The Australian minerals industry will convene an education summit in Melbourne in May 2018 to bring together industry, universities and government to develop a co-ordinated approach to building the mining workforce of the future.
Australia’s world-class minerals sector needs more highly-skilled young people to meet the needs of a growing and innovative industry.
Aside from the economic driver of commodity prices on enrolments, the 2018 mining education summit will look at current challenges including:
- A mining industry that is rapidly adopting new technologies, demanding different skills mix for a future workforce
- Low understanding among younger people of the role of mining in providing the essential elements of daily life
- Changing university models, generalising the early years of engineering study
- Modification of the 457 visa program making it harder to get access to overseas students, teachers and qualified professionals.

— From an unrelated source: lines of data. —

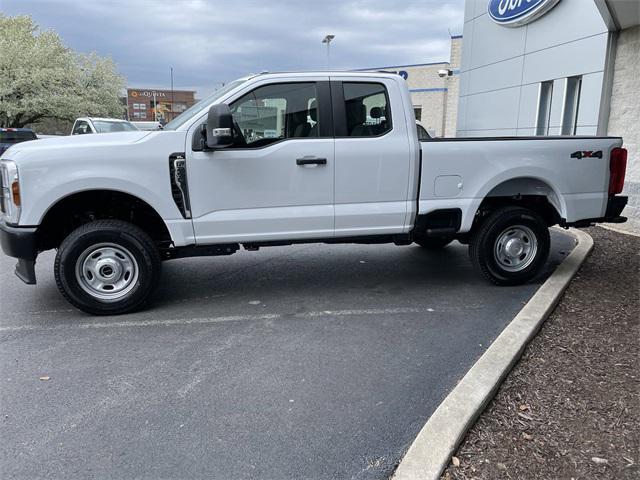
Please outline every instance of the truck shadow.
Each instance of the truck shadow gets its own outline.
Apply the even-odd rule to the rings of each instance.
[[[532,284],[542,282],[558,261],[552,256]],[[457,242],[439,251],[393,245],[271,247],[165,267],[154,302],[158,307],[189,299],[227,305],[420,303],[435,292],[450,290],[455,296],[496,289],[473,269],[467,247]],[[526,286],[506,290],[517,288]]]

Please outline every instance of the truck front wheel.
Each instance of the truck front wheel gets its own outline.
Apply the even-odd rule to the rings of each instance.
[[[520,285],[535,277],[549,256],[549,228],[527,208],[492,212],[471,234],[469,256],[496,285]]]
[[[142,307],[160,276],[160,255],[140,228],[121,220],[96,220],[64,239],[56,255],[58,289],[75,307],[118,315]]]

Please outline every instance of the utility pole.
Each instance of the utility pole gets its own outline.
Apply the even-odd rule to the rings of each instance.
[[[325,35],[322,39],[322,43],[327,44],[327,70],[331,70],[331,41],[336,38],[335,35]]]

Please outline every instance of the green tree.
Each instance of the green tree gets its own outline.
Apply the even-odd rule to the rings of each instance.
[[[110,58],[73,52],[31,17],[0,14],[0,127],[121,117],[124,86]]]

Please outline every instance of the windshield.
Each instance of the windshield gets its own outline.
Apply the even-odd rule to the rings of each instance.
[[[138,130],[129,122],[111,122],[109,120],[94,120],[93,126],[98,133],[133,132]]]
[[[163,130],[175,130],[178,127],[184,125],[186,122],[188,122],[197,114],[199,114],[202,111],[202,109],[205,108],[207,105],[215,102],[218,98],[224,96],[227,92],[230,92],[231,90],[236,88],[238,85],[243,84],[245,81],[246,79],[242,79],[242,80],[234,80],[233,82],[227,83],[224,87],[216,90],[208,97],[203,98],[195,105],[192,105],[191,107],[187,108],[184,112],[182,112],[176,118],[174,118],[169,123],[167,123],[164,126]]]

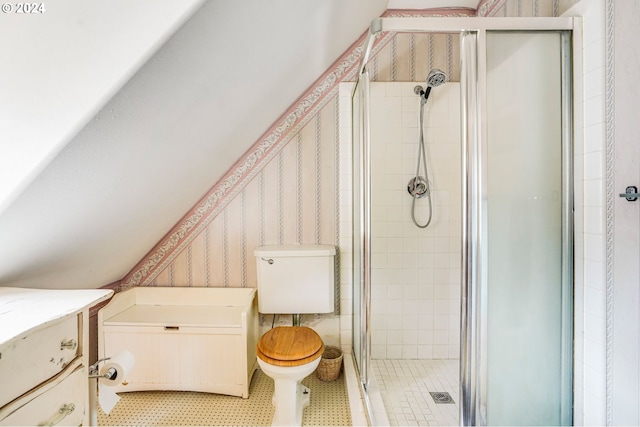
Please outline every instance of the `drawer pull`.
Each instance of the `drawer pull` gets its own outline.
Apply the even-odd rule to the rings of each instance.
[[[180,330],[180,326],[165,326],[164,330],[165,331],[179,331]]]
[[[54,426],[62,421],[67,415],[71,414],[76,409],[76,405],[73,403],[68,403],[66,405],[62,405],[60,409],[58,409],[58,413],[55,414],[49,421],[45,421],[44,423],[38,424],[39,426]]]
[[[73,338],[60,342],[60,350],[75,350],[76,348],[78,348],[78,342]]]

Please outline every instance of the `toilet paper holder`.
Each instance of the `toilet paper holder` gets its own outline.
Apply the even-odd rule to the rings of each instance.
[[[107,362],[108,361],[108,362]],[[106,362],[100,368],[100,363]],[[112,356],[98,359],[88,367],[89,381],[89,425],[98,425],[98,403],[108,415],[120,397],[113,390],[117,384],[125,384],[123,379],[133,368],[135,359],[128,350],[123,350]]]
[[[118,371],[116,370],[116,368],[109,368],[107,369],[107,372],[103,374],[101,374],[100,370],[98,369],[98,365],[100,364],[100,362],[105,362],[107,360],[111,360],[111,358],[105,357],[102,359],[98,359],[96,363],[89,366],[89,378],[106,378],[108,380],[116,379],[116,377],[118,376]]]

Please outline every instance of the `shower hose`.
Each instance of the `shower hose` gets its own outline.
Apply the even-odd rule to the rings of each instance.
[[[416,220],[416,199],[421,197],[421,194],[418,191],[414,191],[411,193],[412,201],[411,201],[411,220],[413,223],[419,228],[427,228],[429,224],[431,224],[431,218],[433,216],[433,206],[431,204],[431,185],[429,184],[429,173],[427,171],[427,153],[424,146],[424,106],[427,103],[425,97],[420,97],[420,136],[418,139],[418,162],[416,165],[416,176],[414,178],[414,184],[417,187],[418,182],[420,182],[420,165],[422,163],[422,167],[424,169],[424,192],[421,194],[426,194],[427,196],[427,205],[429,206],[429,217],[427,222],[424,224],[420,224],[418,220]]]

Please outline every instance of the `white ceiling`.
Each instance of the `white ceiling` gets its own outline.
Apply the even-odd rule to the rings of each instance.
[[[0,15],[0,286],[121,279],[387,8],[134,3]]]
[[[29,19],[0,15],[0,212],[203,1],[57,0]]]

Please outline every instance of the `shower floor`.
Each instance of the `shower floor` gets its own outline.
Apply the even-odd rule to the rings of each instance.
[[[370,391],[376,425],[460,425],[458,360],[371,360]],[[430,392],[446,392],[455,403],[436,404]],[[371,395],[372,393],[370,393]],[[378,406],[384,405],[384,408]]]

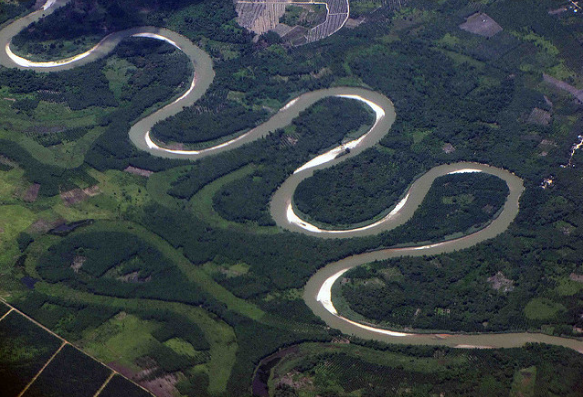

Australia’s world-class mining workforce is the product of industry innovation and investment in skills and training. The sector provides high-value, high-wage jobs in a range of scientific and highly-skilled professional occupations, employing more geologists and geophysicists, industrial and mechanical engineers and metallurgists and physicists than any other industry.
The mining engineering pipeline has been rapidly declining, with projected enrolments dropping from 171 in 2017 to 98 in 2018, 69 in 2019 and 47 in 2020. This is in the face of marked increases in demand for mining, energy and resources employees – according to SEEK, job ads in mining, resources and energy grew by 54 per cent in the last 12 months.
The Australian minerals industry employs more than 200,000 high-paid, high-skilled professionals and tradespeople, mostly in regional and remote Australia, with a workforce that is younger, better-paid, better trained and has a much higher share of Indigenous Australians and apprentices than all-industry averages.
Average full-time weekly pay in the mining sector is $2,610, which is 67 per cent higher than the all-industries average and 1.4 times higher than in the US, Germany and Canada.
Over the past decade, wage growth averaged 4.4 per cent per year, compared to the all-industry average of 3.5 per cent. Almost all jobs (98 per cent) in mining are full-time, the largest proportion of all industries.
The mining industry spends five times more than government benchmarks on training, with 64 per cent of skilled workers holding a Certificate III qualification or higher, compared to the all-industry average of 58 per cent.
The Australian minerals industry is working hard and collaborating with others to encourage more young people to take up engineering and other mining courses to meet the needs of the workforce of tomorrow.